Les producteurs de vins français s’opposent aux projets de réforme de la Commission

La Commission a proposé, le 4 juillet, une réforme du secteur vitivinicole, qui prévoit l’abolition des mesures inefficaces de soutien au marché du vin, dans le but de rendre les producteurs de l’UE plus compétitifs. En France, les organisations viticoles s’opposent à ce projet.

La Commission a proposé, le 4 juillet, une réforme du secteur vitivinicole, qui prévoit l’abolition des mesures inefficaces de soutien au marché du vin, dans le but de rendre les producteurs de l’UE plus compétitifs. En France, les organisations viticoles s’opposent à ce projet.

En bref  :

A la suite des discussions conduites, depuis plus d’un an, avec toutes les parties prenantes du secteur du vin, et au lobbying intense mené par les différents acteurs, la Commission a adopté le 4 juillet une proposition visant à réformer le règlement de 1999 sur l’Organisation commune du marché vitivinicole (OCM).

L’objectif de cette réforme est d’améliorer la gestion et l’utilisation du budget annuel de 1,3 milliards d’euro destiné à aider le secteur vitivinicole. « Nous dépensons actuellement près de 500 millions d’euro seulement pour nous débarrasser de vins qui ne trouvent pas de marchés. Et si nous ne réformons pas, les prévisions indiquent que le surplus de production de vin atteindra 15% de la production annuelle d’ici 2010 », a déclaré la commissaire européenne chargée de l’Agriculture et du développement rural, Mariann Fischer-Boel.

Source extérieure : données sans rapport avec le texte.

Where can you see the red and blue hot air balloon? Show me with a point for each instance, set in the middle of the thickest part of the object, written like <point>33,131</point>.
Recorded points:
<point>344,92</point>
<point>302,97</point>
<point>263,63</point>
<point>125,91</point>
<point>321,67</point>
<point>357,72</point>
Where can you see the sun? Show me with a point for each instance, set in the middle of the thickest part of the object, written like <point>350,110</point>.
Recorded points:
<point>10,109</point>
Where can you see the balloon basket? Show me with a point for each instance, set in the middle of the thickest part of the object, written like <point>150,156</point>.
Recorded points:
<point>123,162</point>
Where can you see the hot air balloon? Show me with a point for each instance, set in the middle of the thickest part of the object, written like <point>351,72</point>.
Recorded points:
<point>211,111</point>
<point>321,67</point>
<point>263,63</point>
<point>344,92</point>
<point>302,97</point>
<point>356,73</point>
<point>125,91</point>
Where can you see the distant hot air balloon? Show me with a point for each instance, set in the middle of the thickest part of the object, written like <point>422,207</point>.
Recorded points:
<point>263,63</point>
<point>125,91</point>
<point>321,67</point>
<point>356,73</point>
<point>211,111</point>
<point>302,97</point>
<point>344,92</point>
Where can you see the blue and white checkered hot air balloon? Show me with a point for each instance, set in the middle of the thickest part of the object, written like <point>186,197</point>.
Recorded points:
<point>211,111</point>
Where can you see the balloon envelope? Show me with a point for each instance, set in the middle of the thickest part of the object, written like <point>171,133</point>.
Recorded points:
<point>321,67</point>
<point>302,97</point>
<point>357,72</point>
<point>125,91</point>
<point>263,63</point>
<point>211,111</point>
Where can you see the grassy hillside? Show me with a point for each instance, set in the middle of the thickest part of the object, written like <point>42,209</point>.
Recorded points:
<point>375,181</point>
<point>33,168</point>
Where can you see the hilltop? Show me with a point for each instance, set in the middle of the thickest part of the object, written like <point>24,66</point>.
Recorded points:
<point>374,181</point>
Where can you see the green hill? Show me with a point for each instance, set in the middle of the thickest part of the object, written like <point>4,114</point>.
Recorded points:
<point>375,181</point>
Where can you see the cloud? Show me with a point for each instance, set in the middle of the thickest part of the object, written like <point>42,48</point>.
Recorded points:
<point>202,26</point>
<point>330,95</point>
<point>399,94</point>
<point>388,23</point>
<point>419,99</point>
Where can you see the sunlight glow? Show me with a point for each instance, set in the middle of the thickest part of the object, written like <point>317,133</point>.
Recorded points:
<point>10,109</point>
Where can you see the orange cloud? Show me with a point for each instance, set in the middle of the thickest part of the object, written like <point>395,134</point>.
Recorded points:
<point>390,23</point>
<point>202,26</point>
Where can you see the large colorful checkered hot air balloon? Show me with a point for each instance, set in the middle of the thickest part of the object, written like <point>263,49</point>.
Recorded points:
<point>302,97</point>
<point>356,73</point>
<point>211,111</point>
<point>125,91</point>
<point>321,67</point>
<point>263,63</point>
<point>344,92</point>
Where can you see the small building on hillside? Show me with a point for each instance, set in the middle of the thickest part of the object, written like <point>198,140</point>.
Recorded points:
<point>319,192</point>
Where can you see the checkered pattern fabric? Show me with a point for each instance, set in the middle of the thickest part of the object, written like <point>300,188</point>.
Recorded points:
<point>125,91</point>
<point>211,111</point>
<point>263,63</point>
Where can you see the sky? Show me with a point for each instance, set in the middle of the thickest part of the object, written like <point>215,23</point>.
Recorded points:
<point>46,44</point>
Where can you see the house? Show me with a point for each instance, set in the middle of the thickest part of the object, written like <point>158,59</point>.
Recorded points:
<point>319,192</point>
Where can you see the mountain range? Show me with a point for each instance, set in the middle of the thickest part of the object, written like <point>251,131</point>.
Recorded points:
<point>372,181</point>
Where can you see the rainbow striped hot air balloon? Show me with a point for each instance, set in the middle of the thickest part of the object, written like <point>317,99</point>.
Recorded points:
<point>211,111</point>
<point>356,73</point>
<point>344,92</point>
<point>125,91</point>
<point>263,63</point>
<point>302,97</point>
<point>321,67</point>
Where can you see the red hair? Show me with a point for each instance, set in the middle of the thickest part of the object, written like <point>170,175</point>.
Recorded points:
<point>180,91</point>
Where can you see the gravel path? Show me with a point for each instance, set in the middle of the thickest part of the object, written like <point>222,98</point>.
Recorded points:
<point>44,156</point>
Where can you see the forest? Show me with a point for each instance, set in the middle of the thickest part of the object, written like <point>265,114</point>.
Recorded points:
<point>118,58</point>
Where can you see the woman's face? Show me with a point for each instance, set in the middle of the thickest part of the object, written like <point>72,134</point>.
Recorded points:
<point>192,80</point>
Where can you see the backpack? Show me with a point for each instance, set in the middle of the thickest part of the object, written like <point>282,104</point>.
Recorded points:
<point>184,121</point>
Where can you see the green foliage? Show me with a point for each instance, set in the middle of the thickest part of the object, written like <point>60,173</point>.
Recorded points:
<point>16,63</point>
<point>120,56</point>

La Commission propose donc la suppression de toutes les mesures inefficaces de soutien au marché telles que la distillation, l’aide au stockage privé et les restitutions à l’exportation, ainsi que l’interdiction de l’enrichissement du vin par adjonction de sucre, ceci étant non conforme aux normes définies par l’Organisation internationale de la vigne et du vin (OIV).

Par ailleurs, l’institution européenne prévoit d’offrir une prime à l’arrachage volontaire aux exploitants qui ne sont pas assez compétitifs et qui souhaitent se retirer du secteur. L’objectif est d’arracher au total quelque 200 000 hectares  de vigne. La première année, cette prime sera supérieure de 30 % aux niveaux actuels afin de stimuler dès le lancement l’intérêt pour cette mesure. Le budget alloué sera donc de 430 millions d’euro au départ mais devrait tomber à 59 millions lors de la cinquième et dernière année.

Les objectifs principaux de la réforme proposée sont  :

  • l’augmentation de la compétitivité des producteurs européens de vin
  • le renforcement de la réputation de la qualité du vin de l’UE en tant que meilleure au monde
  • le développement du marché

Une enveloppe de 120 millions d’euros par an, soit 10% du budget total destiné au vin, devrait être allouée à la promotion des vins européens dans les pays tiers, et des fonds supplémentaires destinés au développement rural devraient être bloqués en faveur des régions viticoles.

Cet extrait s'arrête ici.